A baby lives with us now, which means that I get less sleeping time. Less sleeping time, though, means more thinking time, and that feels like a fair trade. Today, I’ve been thinking about how we gather.
My parents are divorced, so how we gather, the “we” that gathers, changes each year.
Last year, we joined my step-mom Amy’s family for Thanksgiving in Toledo, Ohio. These photos are from that trip. With guitars, and buckeyes, and elbows on the table is how we gathered there.
With borrowed sweatshirts, a football, Marcel the Shell with Shoes On (he’s back!), and three kinds of pie.
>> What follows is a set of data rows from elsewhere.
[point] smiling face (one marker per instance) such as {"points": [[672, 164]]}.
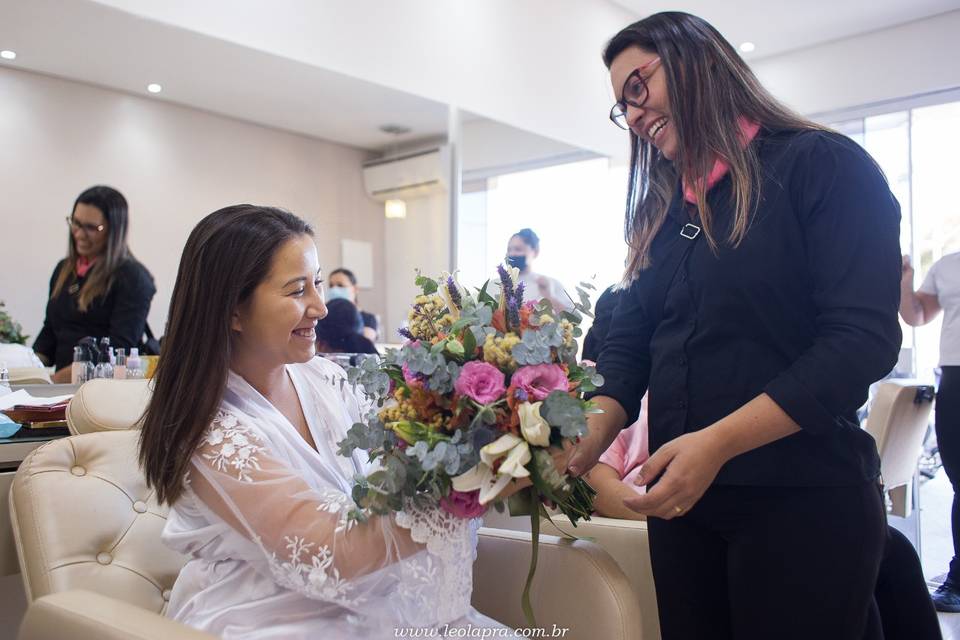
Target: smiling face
{"points": [[276, 325], [88, 241], [652, 121]]}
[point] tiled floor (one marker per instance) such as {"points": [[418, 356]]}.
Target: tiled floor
{"points": [[936, 547]]}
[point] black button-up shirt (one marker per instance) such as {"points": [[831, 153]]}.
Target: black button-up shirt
{"points": [[804, 310]]}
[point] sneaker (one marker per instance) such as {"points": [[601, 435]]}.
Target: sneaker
{"points": [[947, 598]]}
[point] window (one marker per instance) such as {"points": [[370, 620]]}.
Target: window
{"points": [[914, 149]]}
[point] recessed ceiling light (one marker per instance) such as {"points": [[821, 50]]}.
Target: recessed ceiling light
{"points": [[395, 129]]}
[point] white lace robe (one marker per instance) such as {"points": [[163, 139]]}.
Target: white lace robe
{"points": [[272, 554]]}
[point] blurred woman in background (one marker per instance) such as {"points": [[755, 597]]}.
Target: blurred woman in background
{"points": [[99, 289]]}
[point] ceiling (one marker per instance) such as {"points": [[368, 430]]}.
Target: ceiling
{"points": [[778, 26], [89, 42], [97, 44]]}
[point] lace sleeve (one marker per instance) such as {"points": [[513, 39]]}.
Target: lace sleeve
{"points": [[305, 539]]}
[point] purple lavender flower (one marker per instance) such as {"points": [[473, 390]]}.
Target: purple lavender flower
{"points": [[505, 282], [454, 293], [513, 313]]}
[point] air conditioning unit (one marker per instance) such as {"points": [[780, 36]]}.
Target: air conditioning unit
{"points": [[409, 175]]}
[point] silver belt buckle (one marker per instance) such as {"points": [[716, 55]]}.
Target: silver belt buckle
{"points": [[690, 231]]}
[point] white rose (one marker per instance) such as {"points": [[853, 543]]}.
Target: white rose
{"points": [[534, 428]]}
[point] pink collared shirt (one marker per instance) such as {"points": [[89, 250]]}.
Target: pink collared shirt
{"points": [[630, 450]]}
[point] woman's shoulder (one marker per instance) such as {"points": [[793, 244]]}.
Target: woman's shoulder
{"points": [[320, 369], [132, 273], [815, 145]]}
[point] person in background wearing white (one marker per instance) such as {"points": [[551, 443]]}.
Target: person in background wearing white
{"points": [[941, 290], [522, 249], [343, 284]]}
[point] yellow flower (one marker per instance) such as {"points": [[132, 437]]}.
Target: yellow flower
{"points": [[497, 351]]}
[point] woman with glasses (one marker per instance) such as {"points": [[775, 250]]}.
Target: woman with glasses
{"points": [[99, 289], [760, 302]]}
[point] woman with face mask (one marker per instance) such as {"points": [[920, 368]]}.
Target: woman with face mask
{"points": [[522, 249], [343, 284]]}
Before the meal, we joined hands around the table. Each of us had to say out loud why we were thankful for the person on our left. I like that we gather that way. A person who loves me very much was standing on my right, and when her turn came, she said simply that she was thankful that I was here. I had had my fourth and final surgery five and a half months earlier, a surgery that we hadn’t expected, but that had felt like a finish line, of sorts. That’s why she said it, I know, because my being almost gone, but then here, was still on everyone’s mind. The thing is, it had only just recently stopped being always on my mind, so being thanked for being “here” felt hard. “Is that the bar, for me? Not dead?” I asked Eli before bed that night. I want to be more than just “here.”
We’re staying put in Cambridge this year for Thanksgiving. My mother is with us, and we’re going to my friend Julia’s parents’ house tomorrow. I’m bringing apple cake. Maybe something chocolate, too.